Tartışma gelip bu “nihilistik” noktada tıkandığında, insan ister istemez yeni sorularla boğuşmaya başlıyor: “Tarihe katılan” değil de “tarihin seyircisi” olsaydık ne kaybederdik ya da ne kazanırdık? Marx’ınAlman İdeolojisi’nin on birinci tezini görmezlikten gelseydik ne kaybederdik ya da ne kazanırdık? Tarih, birey ya da sınıf olmadan (Althusser’den ödünç alıp söylemek gerekirse) “öznesizilerleme”sini sürdürebilir miydi?
KESİNLİK MÜMKÜN MÜ
Hâlâ kesin bir yargıya varmakta zorlanıyorum! Hakikaten de tüm bunlar “akıllı kafa”nın, “modern insan”ın yapıtı olabilir mi? Bence, bu “karanlık işler”in gerisinde bir “makine”, “yakıtı kesilmemesi” gereken bir “çelik-postçelik” var! Nâzım Hikmet, sahi hangi akla hizmet: “trumtrak tiki tak makinalaşmak istiyorum” demişti? Aydınlanma, modernizm eşittir “makinalaşmak” mıydı? “Fütürist” (“gelecekçi”) bir proje miydi? Şu “teknosavaştiyatrosu”nda “reel sosyalizm”in de bir rolü var mıydı? “Reel sosyalizm” denilen şey yoksa kapitalizmin bir öbür ayağı mıydı? Yani hesapta olmayan, haylaz bir kardeş! Daha insaflı bir soru da sorabiliriz elbette: “1917 Ekim darbesi”nden (buradan “tarihi ileriye fırlatan darbe”lere ya da “voluntarizm”e karşı olduğum üzere bir sonuç çıkartılmamalı!) yirmi iki yıl sonra gündeme gelen ve geleceği çok evvelden bilinen bir “saldırı” karşısında siz olsaydınız ne yapardınız? Hitler’e yanağınızın birini çevirip beş parmağının izini çıkarmasını mı beklerdiniz? Yoksa gelebilecek muhtemel rastgele bir hücuma karşı kendi “savunma” tedbirlerinizi almaya mı çalışırdınız?

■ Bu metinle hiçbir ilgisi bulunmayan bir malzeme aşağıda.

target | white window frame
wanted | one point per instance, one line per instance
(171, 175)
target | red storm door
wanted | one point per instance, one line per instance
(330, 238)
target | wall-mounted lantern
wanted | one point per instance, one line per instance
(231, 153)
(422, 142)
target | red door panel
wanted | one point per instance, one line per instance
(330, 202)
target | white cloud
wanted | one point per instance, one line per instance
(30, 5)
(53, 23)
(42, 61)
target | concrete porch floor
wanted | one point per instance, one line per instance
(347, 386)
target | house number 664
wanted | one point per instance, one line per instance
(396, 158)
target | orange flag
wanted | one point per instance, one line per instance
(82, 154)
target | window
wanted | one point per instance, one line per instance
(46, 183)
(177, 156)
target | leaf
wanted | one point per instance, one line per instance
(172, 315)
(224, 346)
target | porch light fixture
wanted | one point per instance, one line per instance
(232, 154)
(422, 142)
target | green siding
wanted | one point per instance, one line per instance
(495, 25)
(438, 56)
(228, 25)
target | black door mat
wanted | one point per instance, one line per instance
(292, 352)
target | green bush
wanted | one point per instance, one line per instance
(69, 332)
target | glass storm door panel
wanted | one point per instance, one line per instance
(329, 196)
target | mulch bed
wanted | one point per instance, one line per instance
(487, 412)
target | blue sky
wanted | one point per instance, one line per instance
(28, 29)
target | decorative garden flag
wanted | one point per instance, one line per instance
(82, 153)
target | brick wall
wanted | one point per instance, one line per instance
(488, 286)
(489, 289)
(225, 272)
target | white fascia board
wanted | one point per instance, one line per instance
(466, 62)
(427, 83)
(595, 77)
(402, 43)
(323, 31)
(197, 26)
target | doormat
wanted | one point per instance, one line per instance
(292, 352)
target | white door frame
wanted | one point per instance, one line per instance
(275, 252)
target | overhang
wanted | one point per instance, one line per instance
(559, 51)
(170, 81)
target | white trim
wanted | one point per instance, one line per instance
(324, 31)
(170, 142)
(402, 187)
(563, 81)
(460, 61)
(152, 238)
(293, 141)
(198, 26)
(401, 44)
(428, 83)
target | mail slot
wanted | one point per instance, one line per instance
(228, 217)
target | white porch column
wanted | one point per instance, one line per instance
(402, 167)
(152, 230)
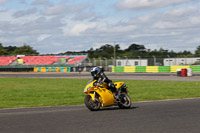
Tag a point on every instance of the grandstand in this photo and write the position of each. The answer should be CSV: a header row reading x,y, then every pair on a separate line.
x,y
7,60
41,61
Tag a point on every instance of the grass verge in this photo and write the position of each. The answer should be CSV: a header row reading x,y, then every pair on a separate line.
x,y
31,92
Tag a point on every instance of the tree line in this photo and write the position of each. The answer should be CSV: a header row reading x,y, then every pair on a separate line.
x,y
105,51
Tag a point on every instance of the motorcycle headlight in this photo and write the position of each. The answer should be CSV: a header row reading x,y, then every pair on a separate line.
x,y
87,89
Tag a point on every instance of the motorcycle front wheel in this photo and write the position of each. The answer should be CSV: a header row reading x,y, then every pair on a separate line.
x,y
125,101
92,105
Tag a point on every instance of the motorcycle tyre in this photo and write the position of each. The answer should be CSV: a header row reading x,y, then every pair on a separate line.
x,y
89,106
122,106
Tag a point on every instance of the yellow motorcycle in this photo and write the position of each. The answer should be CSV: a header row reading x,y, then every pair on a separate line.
x,y
100,96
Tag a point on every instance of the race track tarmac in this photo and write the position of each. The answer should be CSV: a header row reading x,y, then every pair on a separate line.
x,y
173,116
118,76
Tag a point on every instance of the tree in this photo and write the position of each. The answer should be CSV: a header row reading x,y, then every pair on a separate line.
x,y
197,52
25,50
136,48
3,51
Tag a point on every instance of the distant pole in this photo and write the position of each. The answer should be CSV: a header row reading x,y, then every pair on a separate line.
x,y
114,54
139,59
154,60
112,61
100,61
94,62
126,60
106,63
169,60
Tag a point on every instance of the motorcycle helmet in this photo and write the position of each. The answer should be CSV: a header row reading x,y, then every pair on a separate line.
x,y
95,71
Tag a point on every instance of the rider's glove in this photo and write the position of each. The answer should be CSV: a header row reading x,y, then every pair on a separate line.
x,y
96,84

Elbette “dar geçitteki aydın”ın“kahraman”ıWalter Benjamin üzere bir seçenek, bir kurtuluş yolu olarak “intihar”ı da gündeminize alabilirsiniz. Bizde (ben de dahil olmak üzere!) bunun meraklılarında vakit zaman artış görünür. Ne de olsa “eylem”i çok taraflı düşünmek gerekiyor.
İşte böyle! Kapitalizmin bir özelliği de bu: Küreyi “güncel politika”ya mahkûm edip ütopyaları soluksuz bırakmak… Ayrıyeten, bilinir ki her savaş, yarınlardaki savaşların tohumudur. Bunun için de “savaş fabrikası” vardiyalı çalışmasını sürdürmeli! “Geleceğin bir sömürge olarak ipotek altına alınması” da bu “makine”nin aralıksız çalışmasıyla mümkün.
Marx’ın dediği üzere: “Tüm meyyit nesillerin geleneği yaşayanların zihninde bir kâbus üzere yük yapar.” Ülke olarak “zorunlu” bir kesimi olduğumuz bir savaşta öldürülen ve öldürülecek olan insanlarınki de o denli; hiç kuşkusuz.
Bitişiğimizdeki, hatta içimizdeki savaşların da “ileriye dönük” irili ufaklı birçok ayağı var ve olacak. “Aşağı tükürsen sakal, üst tükürsen bıyık” demeden, “ince hesaplar” yapmadan kelam konusu savaşların açık ya da saklı karargâhı olmayı reddetmeliyiz! Çamura daha fazla batmadan…
Sahi, bizi bu “bataklıktan” çekip çıkarabilecek bir “mesih”, bir “kurtarıcı” yeryüzünde hâlâ dolaşıyor mudur? Şiddetle reddedilen “öncü”den, “alet kutusu”ndan bir haber var mıdır?
SON KELAM MÜ
Böylesine dallanıp budaklanan bir yazının “son sözleri” ne olabilir? “Normal insanlar” olarak kavrayamayacağımız oyunların sahneye konulduğu bir dünyada yaşadığımız mı? O denli iddia ediyorum.
YazarJayParini, son cümlesinde, “Bu sözlerde hakikat vardı ve hakikat katledilemeyen tek şeydir lakin ekseriyetle kimsenin bakmaya tenezzül etmediği yerlerde kılık değiştirmesi, ustalıkla saklanması gerekir” diyor ki 96’dan bu yana küremizde buzların çözülüşü hızlandı ve “hakikat” artık maskeyle,su geçirmez slikon süngerle dolaşıyor. Tüm bu ekipmanlar da özel laboratuvarlarda“post truth bir fabrika” tarafından üretiliyor. Tek sıkıntısı: hayatta kalmak…
“Gerçek dünyayı anlayamayanlar” olarak görünen o ki hepimiz “dar geçitteki”Walter Benjaminleriz, “aydın”lığımız ise bir oldukça kuşkulu…
Not: Kitabın birinci baskısı “Dar geçitteki aydın: Walter Benjamin” olarak yayımlanmıştı. O vakit da okumuştum. Yeni baskısı “Karşılaşmalar: Benjamin”i de okuyup hafızamdaki izlenimleri/bilgileri tazelemiş oldum.